Ecco le domande che non possono farti a un colloquio di lavoro: sono vietate per legge, ma tante aziende le fanno lo stesso.
Quante volte ti è capitato, durante un colloquio, di ricevere domande scomode e personali, del tutto non inerenti al lavoro per cui eri in lizza? Al contrario di quanto si può pensare, la legge le vieta esplicitamente, queste domande, classificandole come vere e proprie discriminazioni sul lavoro.
Discriminazioni sul lavoro
Quando si fa un colloquio di lavoro si presuppone che quello che i recruiter devono valutare sia l’idoneità o meno a ricoprire quel determinato ruolo e a svolgere le mansioni che prevede, ma spesso non è così, o meglio, non solo. Infatti, oltre a testare la validità del CV inviato, chi si occupa della selezione del personale spesso fa domande ai propri candidati che possono fare da ago della bilancia per l’assunzione, che non c’entrano niente con il lavoro da svolgere. Si tratta di domande personali che, indistintamente dal sesso, ognuno si è sentito porre.
Va detto che le donne sono molto più soggette a questo tipo di interrogatori di carattere personale e a volte addirittura intimo, ma nemmeno gli uomini ne vengono esonerati. Dal lato loro, le aziende si giustificano dicendo che devono valutare il candidato anche in base alle inclinazioni e alla dedizione che potrebbero mettere o meno sul lavoro, ma le parole stanno a zero: queste domande sono discriminatorie, e la nostra legge le vieta esplicitamente. Ecco quali sono.

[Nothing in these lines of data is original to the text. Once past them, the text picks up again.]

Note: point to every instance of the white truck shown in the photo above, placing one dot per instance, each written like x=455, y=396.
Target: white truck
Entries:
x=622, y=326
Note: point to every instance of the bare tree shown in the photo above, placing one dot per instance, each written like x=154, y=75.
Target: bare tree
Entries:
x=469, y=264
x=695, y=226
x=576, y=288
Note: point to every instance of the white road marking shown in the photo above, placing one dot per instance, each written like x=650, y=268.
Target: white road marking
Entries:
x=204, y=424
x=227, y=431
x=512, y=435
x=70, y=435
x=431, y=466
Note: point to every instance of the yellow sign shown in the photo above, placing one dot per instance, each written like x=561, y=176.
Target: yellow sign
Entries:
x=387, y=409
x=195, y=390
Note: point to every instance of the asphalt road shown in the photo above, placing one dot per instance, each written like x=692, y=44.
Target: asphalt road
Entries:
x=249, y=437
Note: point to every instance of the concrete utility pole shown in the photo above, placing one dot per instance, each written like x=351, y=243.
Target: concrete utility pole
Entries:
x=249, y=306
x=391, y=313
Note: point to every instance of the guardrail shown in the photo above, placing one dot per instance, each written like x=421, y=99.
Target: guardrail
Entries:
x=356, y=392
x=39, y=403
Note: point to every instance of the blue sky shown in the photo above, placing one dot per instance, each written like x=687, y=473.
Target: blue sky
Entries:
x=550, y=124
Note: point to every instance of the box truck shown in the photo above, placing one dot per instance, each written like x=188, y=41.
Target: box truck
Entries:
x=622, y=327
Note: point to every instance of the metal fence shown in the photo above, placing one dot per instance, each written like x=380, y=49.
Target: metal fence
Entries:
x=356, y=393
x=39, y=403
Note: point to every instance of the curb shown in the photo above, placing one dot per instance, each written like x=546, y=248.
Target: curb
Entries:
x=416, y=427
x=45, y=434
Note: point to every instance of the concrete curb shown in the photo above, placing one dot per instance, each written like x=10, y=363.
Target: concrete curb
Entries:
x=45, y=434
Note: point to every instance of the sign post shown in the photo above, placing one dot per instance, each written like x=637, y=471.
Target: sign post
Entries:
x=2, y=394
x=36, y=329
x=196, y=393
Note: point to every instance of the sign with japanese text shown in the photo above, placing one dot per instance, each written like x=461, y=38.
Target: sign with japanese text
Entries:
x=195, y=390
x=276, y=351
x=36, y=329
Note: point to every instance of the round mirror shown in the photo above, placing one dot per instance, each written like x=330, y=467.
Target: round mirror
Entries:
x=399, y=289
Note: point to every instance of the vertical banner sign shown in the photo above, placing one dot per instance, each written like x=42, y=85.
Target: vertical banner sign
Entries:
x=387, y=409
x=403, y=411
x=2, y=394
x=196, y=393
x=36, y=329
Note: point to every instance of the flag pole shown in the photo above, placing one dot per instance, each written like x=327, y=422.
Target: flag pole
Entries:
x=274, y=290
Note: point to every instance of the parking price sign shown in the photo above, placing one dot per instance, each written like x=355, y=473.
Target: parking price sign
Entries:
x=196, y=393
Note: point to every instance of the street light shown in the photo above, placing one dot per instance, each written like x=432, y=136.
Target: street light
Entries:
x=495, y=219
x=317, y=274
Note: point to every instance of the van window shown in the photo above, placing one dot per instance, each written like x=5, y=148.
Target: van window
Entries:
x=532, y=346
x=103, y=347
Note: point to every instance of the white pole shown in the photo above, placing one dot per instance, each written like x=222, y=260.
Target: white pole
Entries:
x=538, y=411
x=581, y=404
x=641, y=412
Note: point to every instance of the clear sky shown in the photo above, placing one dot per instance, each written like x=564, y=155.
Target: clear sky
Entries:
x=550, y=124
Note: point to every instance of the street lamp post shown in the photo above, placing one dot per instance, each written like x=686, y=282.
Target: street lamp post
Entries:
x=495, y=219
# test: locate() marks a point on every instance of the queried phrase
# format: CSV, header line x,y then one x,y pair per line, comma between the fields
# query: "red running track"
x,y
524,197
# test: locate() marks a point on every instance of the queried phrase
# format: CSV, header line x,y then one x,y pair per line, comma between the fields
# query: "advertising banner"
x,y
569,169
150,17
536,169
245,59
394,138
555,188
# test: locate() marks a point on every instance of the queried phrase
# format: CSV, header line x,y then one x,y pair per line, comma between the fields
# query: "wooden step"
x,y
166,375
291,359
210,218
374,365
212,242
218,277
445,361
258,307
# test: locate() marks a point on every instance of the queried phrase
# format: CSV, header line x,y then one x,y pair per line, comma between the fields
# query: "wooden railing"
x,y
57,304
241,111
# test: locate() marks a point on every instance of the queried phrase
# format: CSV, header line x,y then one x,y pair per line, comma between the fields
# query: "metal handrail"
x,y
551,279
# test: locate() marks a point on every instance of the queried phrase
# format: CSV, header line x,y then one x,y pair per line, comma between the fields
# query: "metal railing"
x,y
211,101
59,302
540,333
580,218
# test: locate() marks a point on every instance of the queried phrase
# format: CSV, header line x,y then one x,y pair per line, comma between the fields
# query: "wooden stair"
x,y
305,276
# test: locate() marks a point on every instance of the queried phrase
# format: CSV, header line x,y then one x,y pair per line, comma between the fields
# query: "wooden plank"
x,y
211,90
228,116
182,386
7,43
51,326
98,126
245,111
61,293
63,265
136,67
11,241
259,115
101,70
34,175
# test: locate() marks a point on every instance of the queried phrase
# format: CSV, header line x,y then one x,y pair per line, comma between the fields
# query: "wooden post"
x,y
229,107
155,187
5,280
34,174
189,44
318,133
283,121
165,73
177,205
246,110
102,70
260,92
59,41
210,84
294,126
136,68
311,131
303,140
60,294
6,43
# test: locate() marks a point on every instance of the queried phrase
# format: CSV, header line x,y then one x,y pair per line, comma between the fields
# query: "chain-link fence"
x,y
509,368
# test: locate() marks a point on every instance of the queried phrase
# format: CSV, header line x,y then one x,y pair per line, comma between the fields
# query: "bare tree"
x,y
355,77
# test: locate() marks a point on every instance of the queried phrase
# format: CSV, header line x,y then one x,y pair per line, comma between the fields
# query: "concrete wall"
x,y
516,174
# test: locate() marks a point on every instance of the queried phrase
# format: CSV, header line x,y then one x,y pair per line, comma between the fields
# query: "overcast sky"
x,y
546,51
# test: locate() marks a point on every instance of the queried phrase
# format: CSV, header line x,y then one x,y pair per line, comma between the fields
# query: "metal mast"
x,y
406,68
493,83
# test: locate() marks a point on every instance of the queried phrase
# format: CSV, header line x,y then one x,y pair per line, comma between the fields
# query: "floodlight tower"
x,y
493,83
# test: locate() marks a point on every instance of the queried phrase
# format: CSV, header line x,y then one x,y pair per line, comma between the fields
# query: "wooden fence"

Domande che non possono farti a un colloquio
L’articolo 27 del Decreto Legislativo 198/2006 dice esplicitamente che è vietata “qualsiasi discriminazione fondata sul sesso per quanto riguarda l’accesso al lavoro, in forma subordinata, autonoma o in qualsiasi altra forma, indipendentemente dalle modalità di assunzione e qualunque sia il settore o il ramo di attività, a tutti i livelli della gerarchia professionale”. Ciò detto, purtroppo la realtà è ben diversa. Partiamo dalle domande sullo stato matrimoniale, sulla presenza di figli o la volontà di volerne, tutte queste sono vietate dal Codice delle Pari Opportunità, ma molte aziende se ne infischiano.
Allo stesso modo, il Dlgs 215/2003 e lo Statuto dei Lavoratori vietano di chiedere informazioni sull’ideologia politica o la fede religiosa. Anche le convinzioni personali (aderenza a sindacati, ecc.) dovrebbero rimanere al di fuori di un colloquio di lavoro, e a dirlo è l’art.2 del Dlgs 216/2003, mentre il Dlgs 276/03 tutela la salute fisica dei candidati, dicendo che, a meno che un problema fisico sia rilevante ai fini del lavoro da svolgere, il datore di lavoro non può fare domande sulla salute fisica o mentale del candidato.
Tutti hanno ricevuto almeno una di queste domande, e si è trovato, oltre che in imbarazzo, anche nella necessità di rispondere. Quando accade questo però, è bene sapere che, seppur queste siano discriminazioni difficili da provare, ci si può rivolgere all’Ispettorato Territoriale del Lavoro oppure allo Sportello Unico Digitale del Ministero del Lavoro alla sezione “Mezzi di ricorso disponibili contro la discriminazione sul lavoro”.